Gün geçmiyor ki medyamızda ABD veya Rusya’nın PYD ya da YPG’ye verdiği desteği gösteren bir haber çıkmasın. Genelde fotoğraflarla da beslenen bu haberlerde Amerikalı veya Rus askerlerini YPG’lilerle birlikte samimi bir ilişki içinde görüyoruz. Metinler ise bu iki güçlü ülkenin PKK’nın Suriye’deki uzantısına silah ve mühimmat verdiğinin, eğitim ve danışmanlık hizmeti sunduğunun örnekleriyle dolu. Ancak bu garip de bir durum… Böyle bir bilgi ilk ortaya çıktığında beklenmedik bir haber gibi sunulabilir… Ama defalarca tekrarlanmasına rağmen, hala bir tür dedektiflik oynarcasına ‘onları yine yakaladık’ edasıyla medyaya yansıtılması bizim bu durumu iyi algılamadığımızı akla getiriyor.
***
Çünkü ortada gizli kapaklı bir durum yok. ABD ve Rusya’nın PYD’yi kollayıp korumaları görünür ilişkiler üzerinden yapıldığı gibi, her iki ülkenin devlet yetkilileri de neredeyse her fırsatta bu ilişkinin varlığını ve devamlılığını teyit ediyorlar. Diğer bir deyişle söz konusu iki ülke bize başka türlü konuşup arkamızdan dolap çevirmiyor. Ne yaptıklarını ve yapmak istediklerini bütün açıklığıyla önümüze koyuyorlar. Türkiye’deki basının sunuş biçimi ise henüz hükümetin bu gerçeği kamuoyu önünde kabullenmek istemediği izlenimini yaratıyor.

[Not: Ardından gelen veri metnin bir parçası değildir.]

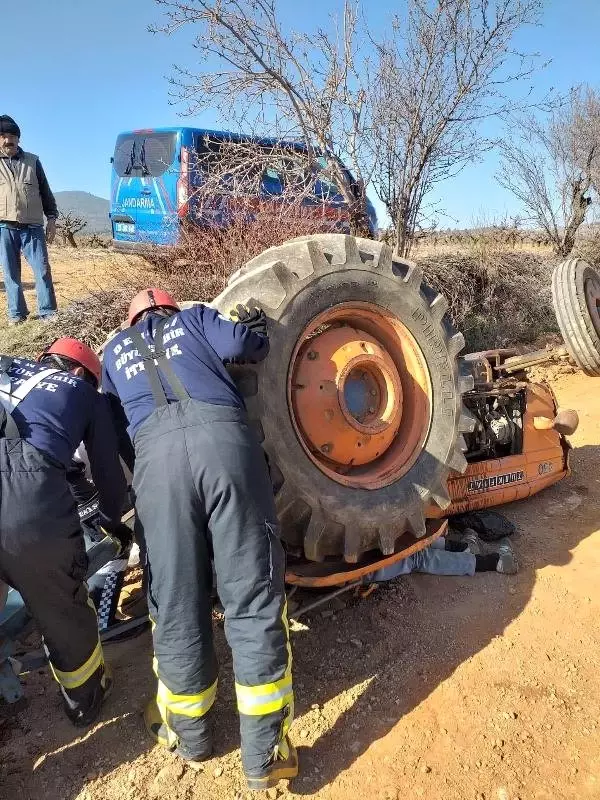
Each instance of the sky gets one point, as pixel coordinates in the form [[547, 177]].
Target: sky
[[92, 69]]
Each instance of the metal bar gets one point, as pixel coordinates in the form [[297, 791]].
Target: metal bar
[[325, 599]]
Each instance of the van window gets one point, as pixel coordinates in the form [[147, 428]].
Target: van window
[[144, 154], [324, 186]]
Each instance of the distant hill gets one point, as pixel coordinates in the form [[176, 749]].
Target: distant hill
[[92, 208]]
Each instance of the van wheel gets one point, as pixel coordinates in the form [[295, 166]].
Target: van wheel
[[576, 299]]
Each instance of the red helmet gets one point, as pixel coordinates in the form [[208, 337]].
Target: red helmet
[[76, 351], [147, 299]]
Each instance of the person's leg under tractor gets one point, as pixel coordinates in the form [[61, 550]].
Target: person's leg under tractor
[[35, 250], [10, 259], [42, 555], [171, 519], [250, 567]]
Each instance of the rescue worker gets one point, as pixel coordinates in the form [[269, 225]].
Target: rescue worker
[[46, 410], [202, 489]]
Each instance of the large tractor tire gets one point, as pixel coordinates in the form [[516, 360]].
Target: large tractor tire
[[576, 299], [358, 404]]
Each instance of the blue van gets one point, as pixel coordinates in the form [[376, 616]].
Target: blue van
[[153, 181]]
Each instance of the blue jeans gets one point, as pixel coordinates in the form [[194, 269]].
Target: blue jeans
[[31, 241], [434, 560]]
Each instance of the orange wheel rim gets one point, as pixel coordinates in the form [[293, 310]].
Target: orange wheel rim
[[359, 394]]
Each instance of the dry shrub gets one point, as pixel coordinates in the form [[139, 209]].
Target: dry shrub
[[195, 269], [497, 299], [199, 266], [588, 248]]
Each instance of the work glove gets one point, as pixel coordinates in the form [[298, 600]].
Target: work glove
[[122, 536], [253, 318]]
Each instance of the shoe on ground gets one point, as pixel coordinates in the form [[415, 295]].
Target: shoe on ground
[[159, 733], [473, 542], [280, 769], [507, 561], [84, 718]]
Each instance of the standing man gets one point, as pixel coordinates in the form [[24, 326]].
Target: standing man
[[46, 410], [202, 489], [25, 197]]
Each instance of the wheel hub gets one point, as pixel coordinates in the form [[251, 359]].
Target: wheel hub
[[359, 395], [348, 396]]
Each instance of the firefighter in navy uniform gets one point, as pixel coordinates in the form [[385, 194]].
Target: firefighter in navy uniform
[[202, 487], [46, 410]]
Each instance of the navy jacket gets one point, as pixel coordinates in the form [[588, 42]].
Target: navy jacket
[[197, 342], [61, 412], [48, 200]]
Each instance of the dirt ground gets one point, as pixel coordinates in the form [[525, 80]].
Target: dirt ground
[[481, 688]]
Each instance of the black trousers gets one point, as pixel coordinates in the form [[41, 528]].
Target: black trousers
[[42, 555], [201, 486]]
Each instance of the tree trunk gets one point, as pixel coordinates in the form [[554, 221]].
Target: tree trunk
[[579, 206], [403, 232]]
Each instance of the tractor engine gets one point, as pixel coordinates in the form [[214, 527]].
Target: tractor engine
[[497, 425]]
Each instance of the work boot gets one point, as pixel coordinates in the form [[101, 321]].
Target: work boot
[[160, 733], [82, 718], [283, 766], [507, 561]]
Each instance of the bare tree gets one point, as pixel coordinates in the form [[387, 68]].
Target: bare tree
[[68, 225], [553, 166], [443, 70], [307, 86]]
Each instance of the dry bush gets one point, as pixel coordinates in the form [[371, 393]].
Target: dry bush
[[588, 248], [199, 266], [496, 299], [196, 269]]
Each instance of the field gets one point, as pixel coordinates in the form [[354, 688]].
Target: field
[[481, 688]]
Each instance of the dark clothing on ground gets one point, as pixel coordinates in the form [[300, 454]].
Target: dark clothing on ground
[[201, 487], [197, 342]]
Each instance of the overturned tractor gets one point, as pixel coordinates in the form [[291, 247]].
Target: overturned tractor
[[371, 421]]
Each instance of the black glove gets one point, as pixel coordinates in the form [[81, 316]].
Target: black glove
[[121, 535], [253, 318]]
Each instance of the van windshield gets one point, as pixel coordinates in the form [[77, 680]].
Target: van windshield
[[144, 154]]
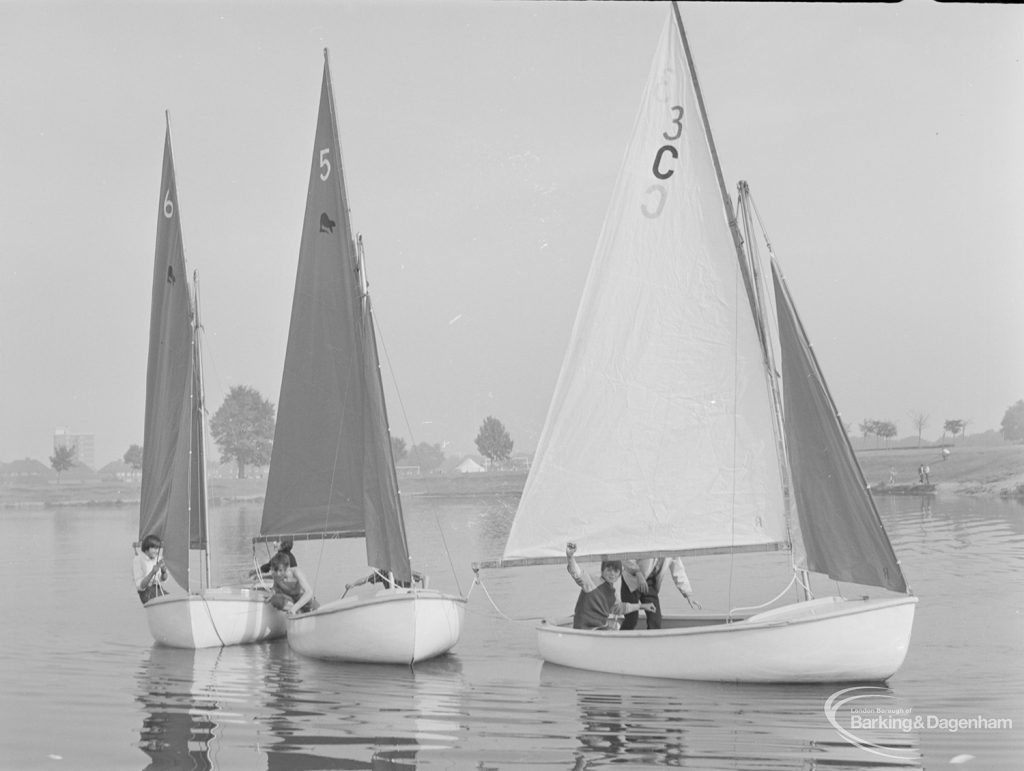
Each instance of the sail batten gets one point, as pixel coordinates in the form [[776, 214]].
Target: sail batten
[[331, 469]]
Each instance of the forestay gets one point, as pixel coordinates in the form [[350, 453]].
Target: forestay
[[331, 470], [659, 436], [173, 497]]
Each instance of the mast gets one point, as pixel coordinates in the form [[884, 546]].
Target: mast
[[772, 374], [199, 407], [726, 201]]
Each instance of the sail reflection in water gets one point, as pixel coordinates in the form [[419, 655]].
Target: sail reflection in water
[[179, 725], [201, 707], [663, 724]]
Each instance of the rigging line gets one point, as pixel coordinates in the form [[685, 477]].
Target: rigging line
[[735, 417], [448, 553], [764, 604], [478, 581], [394, 381]]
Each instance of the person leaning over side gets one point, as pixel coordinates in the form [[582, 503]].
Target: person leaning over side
[[285, 548], [653, 571], [599, 603], [291, 590], [148, 569]]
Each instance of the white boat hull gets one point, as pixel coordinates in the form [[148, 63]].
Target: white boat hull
[[825, 640], [214, 618], [391, 627]]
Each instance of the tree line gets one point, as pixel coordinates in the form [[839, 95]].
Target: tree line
[[243, 428]]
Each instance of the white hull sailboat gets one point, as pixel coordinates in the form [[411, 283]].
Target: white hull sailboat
[[215, 617], [332, 473], [173, 504], [830, 639], [415, 625], [691, 419]]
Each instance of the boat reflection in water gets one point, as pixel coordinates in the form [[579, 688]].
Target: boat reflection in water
[[673, 723], [178, 726], [264, 707]]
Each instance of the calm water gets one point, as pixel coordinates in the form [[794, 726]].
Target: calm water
[[84, 687]]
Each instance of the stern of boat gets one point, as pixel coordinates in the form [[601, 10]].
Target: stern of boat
[[214, 618]]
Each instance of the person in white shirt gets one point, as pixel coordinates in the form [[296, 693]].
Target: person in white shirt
[[654, 571], [148, 569]]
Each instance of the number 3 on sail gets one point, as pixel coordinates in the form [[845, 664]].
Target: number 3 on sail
[[671, 432]]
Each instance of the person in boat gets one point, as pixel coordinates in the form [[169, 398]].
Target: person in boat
[[653, 572], [380, 576], [291, 590], [599, 604], [148, 569], [631, 590], [284, 548]]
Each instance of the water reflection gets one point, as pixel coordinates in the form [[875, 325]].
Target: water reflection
[[722, 725], [178, 726], [263, 707]]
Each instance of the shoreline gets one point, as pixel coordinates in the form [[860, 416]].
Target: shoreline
[[987, 471]]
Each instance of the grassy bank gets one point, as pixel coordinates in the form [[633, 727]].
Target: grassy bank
[[974, 470], [987, 470]]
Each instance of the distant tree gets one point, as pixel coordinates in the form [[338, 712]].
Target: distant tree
[[62, 459], [866, 427], [133, 457], [1013, 422], [397, 448], [885, 429], [919, 421], [427, 457], [243, 428], [952, 427], [494, 441]]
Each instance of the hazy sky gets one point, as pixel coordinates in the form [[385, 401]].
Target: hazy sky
[[882, 143]]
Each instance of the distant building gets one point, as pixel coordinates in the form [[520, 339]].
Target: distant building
[[469, 466], [83, 444]]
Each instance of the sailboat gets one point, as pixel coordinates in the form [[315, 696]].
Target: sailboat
[[672, 433], [332, 472], [173, 503]]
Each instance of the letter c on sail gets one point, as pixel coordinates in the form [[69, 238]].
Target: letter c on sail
[[657, 161], [663, 195]]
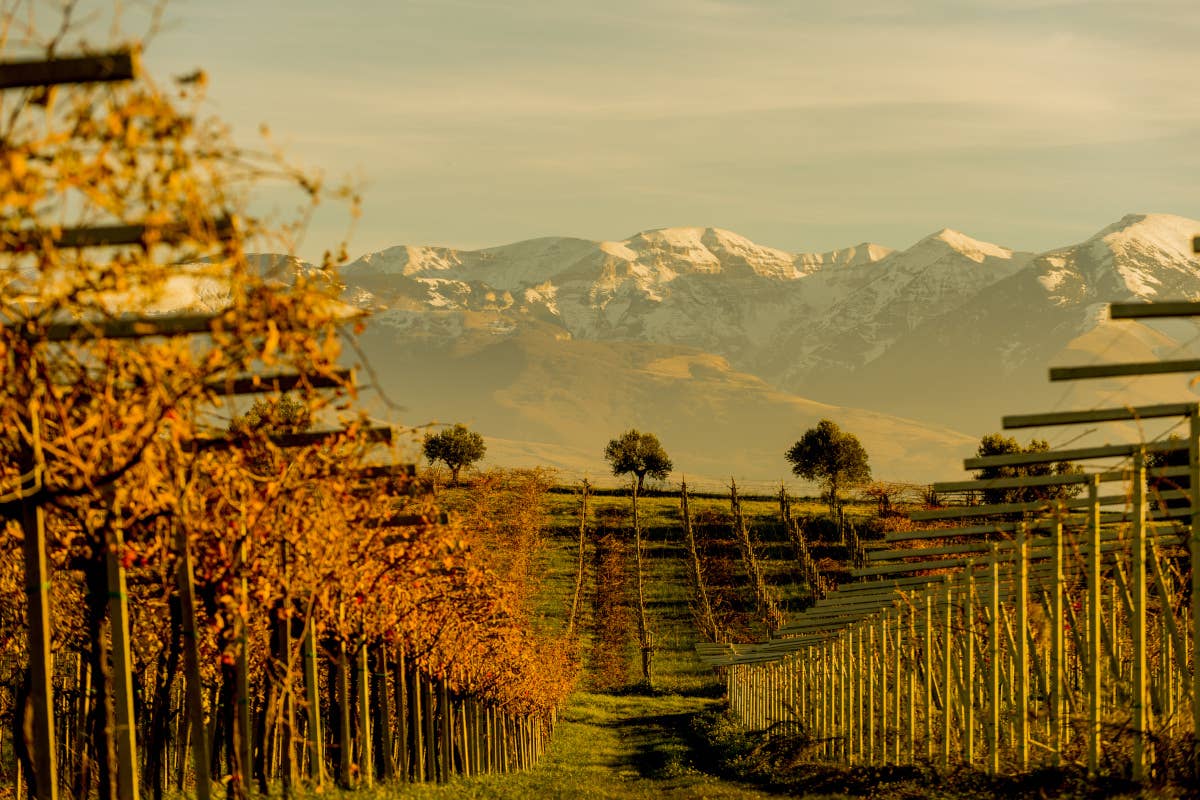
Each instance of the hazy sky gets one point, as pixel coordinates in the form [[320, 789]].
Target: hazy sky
[[803, 125]]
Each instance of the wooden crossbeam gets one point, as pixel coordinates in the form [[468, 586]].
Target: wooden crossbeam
[[1026, 481], [23, 241], [954, 512], [1097, 415], [387, 470], [409, 521], [1080, 453], [1153, 310], [373, 434], [276, 383], [106, 67], [129, 328], [1125, 370]]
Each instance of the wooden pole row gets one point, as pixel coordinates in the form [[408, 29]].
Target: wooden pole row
[[991, 663]]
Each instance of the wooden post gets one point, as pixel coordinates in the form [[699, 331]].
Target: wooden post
[[312, 705], [969, 668], [287, 698], [345, 704], [867, 662], [947, 674], [241, 686], [431, 740], [37, 585], [417, 727], [402, 714], [1057, 647], [123, 667], [994, 657], [1194, 548], [366, 756], [1141, 741], [929, 675], [1095, 624], [1023, 656], [912, 684], [445, 716]]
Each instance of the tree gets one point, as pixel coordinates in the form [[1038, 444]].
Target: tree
[[829, 456], [639, 455], [996, 444], [456, 447]]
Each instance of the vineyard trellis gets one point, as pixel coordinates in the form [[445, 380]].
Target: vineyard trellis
[[238, 606], [1042, 633]]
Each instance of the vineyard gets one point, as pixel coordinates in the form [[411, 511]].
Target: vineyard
[[1042, 615], [198, 599]]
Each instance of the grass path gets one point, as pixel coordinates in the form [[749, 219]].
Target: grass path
[[609, 746]]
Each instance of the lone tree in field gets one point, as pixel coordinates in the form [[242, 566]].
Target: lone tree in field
[[456, 447], [832, 457], [639, 455], [997, 444]]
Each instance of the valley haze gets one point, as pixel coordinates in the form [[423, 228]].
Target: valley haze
[[729, 349]]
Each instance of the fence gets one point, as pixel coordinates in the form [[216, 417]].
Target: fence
[[1051, 632], [262, 696]]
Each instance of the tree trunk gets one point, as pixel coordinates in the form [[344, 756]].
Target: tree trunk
[[579, 569], [643, 633], [705, 609]]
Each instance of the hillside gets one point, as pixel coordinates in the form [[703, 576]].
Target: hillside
[[730, 349]]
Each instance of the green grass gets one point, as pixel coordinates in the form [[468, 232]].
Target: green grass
[[607, 746]]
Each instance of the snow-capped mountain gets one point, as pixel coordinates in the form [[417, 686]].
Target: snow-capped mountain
[[733, 348], [990, 355], [779, 314]]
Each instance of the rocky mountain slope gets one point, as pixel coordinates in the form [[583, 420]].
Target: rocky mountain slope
[[729, 349]]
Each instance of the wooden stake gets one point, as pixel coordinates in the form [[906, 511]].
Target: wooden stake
[[1141, 733], [1023, 656], [37, 584], [1095, 625], [123, 667], [1194, 547], [366, 756], [994, 660], [312, 703]]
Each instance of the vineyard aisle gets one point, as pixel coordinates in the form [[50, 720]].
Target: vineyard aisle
[[607, 746]]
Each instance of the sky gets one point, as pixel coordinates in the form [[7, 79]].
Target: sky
[[804, 125]]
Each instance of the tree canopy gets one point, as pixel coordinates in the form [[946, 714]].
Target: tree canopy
[[829, 456], [456, 447], [997, 444], [640, 455]]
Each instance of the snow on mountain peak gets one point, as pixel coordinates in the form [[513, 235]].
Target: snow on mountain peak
[[1165, 234], [977, 251], [711, 251]]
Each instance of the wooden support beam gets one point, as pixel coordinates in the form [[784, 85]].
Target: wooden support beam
[[130, 328], [1125, 370], [409, 521], [372, 434], [1155, 310], [1140, 684], [387, 470], [277, 383], [1079, 453], [1047, 506], [41, 661], [123, 667], [105, 67], [114, 235], [1127, 413]]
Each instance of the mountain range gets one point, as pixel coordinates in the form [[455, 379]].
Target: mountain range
[[729, 349]]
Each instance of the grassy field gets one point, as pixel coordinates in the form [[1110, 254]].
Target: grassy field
[[630, 743], [675, 740]]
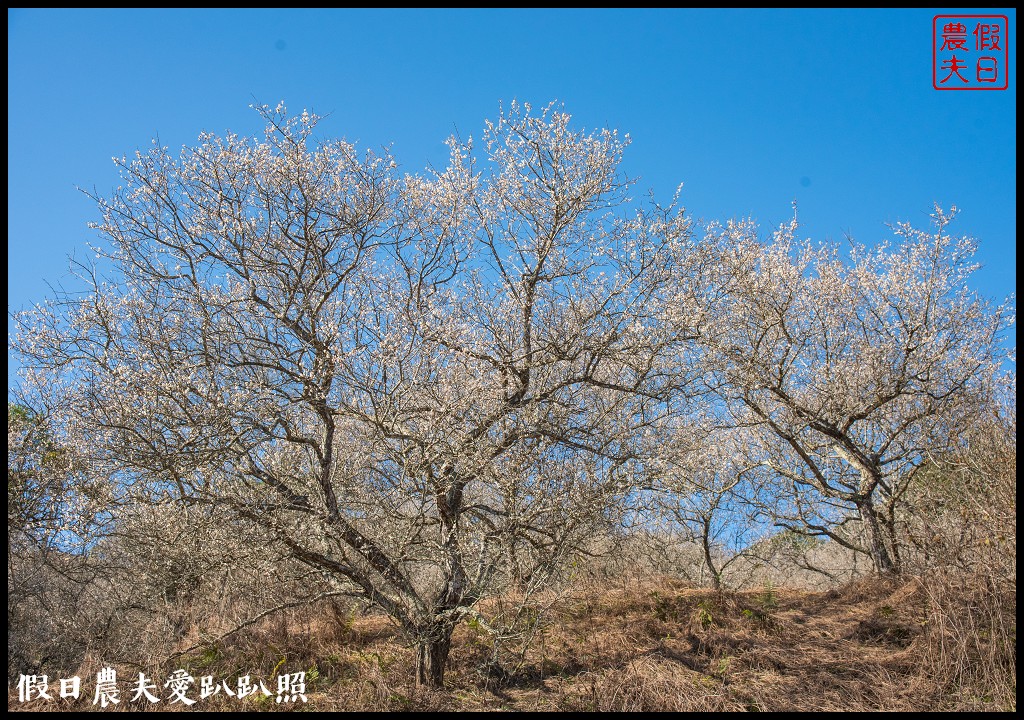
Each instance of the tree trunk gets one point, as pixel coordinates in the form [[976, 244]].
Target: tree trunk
[[431, 655], [716, 576], [877, 543]]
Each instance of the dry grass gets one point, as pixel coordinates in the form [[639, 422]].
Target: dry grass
[[655, 646]]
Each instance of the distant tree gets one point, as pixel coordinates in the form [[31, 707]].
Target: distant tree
[[851, 368], [419, 385]]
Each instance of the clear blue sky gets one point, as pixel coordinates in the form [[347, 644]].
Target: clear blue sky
[[751, 110]]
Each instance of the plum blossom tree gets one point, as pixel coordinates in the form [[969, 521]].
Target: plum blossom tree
[[851, 369], [419, 385]]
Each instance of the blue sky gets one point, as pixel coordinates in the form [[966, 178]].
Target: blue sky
[[750, 110]]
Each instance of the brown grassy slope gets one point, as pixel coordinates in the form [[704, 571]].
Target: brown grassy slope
[[654, 645]]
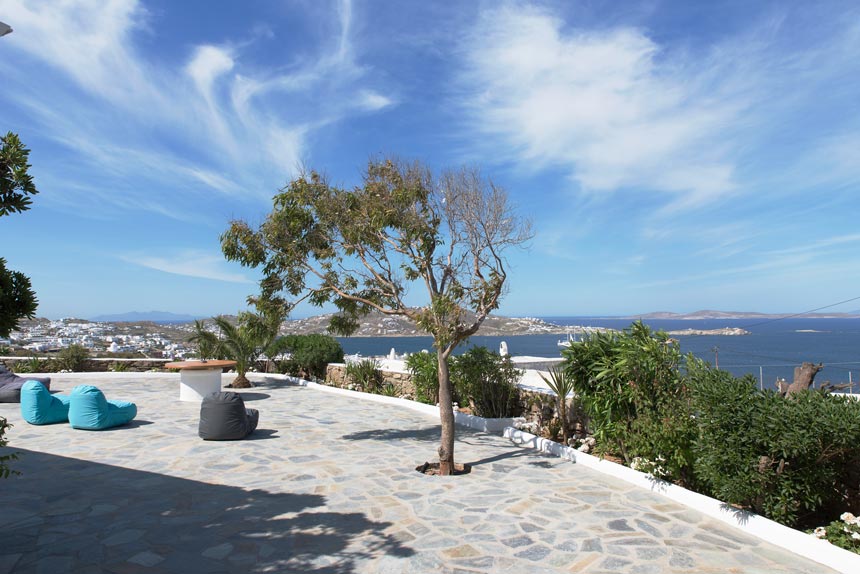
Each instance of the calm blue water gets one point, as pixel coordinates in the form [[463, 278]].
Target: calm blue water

Dolayısıyla kendimizi oyalama dönemini bir an önce geçip Suriye gerçeğiyle yeniden tanışmamız gerek. Öncelikle bu ‘işi’ bitirebilecek olan iki süper gücün durumunu ve bakışını anlamaya çalışalım. ABD ve Rusya, Suriye meselesini birlikte çözmeye kararlılar, çünkü aksi halde bunun ‘çözüm’ olamayacağını, buradan barış çıkamayacağını biliyorlar. Ayrıca her ikisi de kendi cenahlarında diğerinin uzanamadığı ve ikna edilmesi gereken partnerlere sahipler. ABD için Avrupa ve Körfez ülkeleri, Rusya için İran…
İlave olarak bu iki ülkenin Suriye algısında örtüşen birçok nokta var ve bunlar taktiksel tercihler değil. Bir, her ikisi de barış olsun ve bu iş bir şekilde bitsin istedikleri için her türlü işleyebilir ateşkes durumunu olumlu olarak görüyor ve birbirine bu konuda destek oluyor. İki, her ikisi de IŞİD’e ideolojik, dolayısıyla kategorik olarak karşılar. Üç, her ikisi de Sünni muhalefetten fazla hazzetmiyorlar.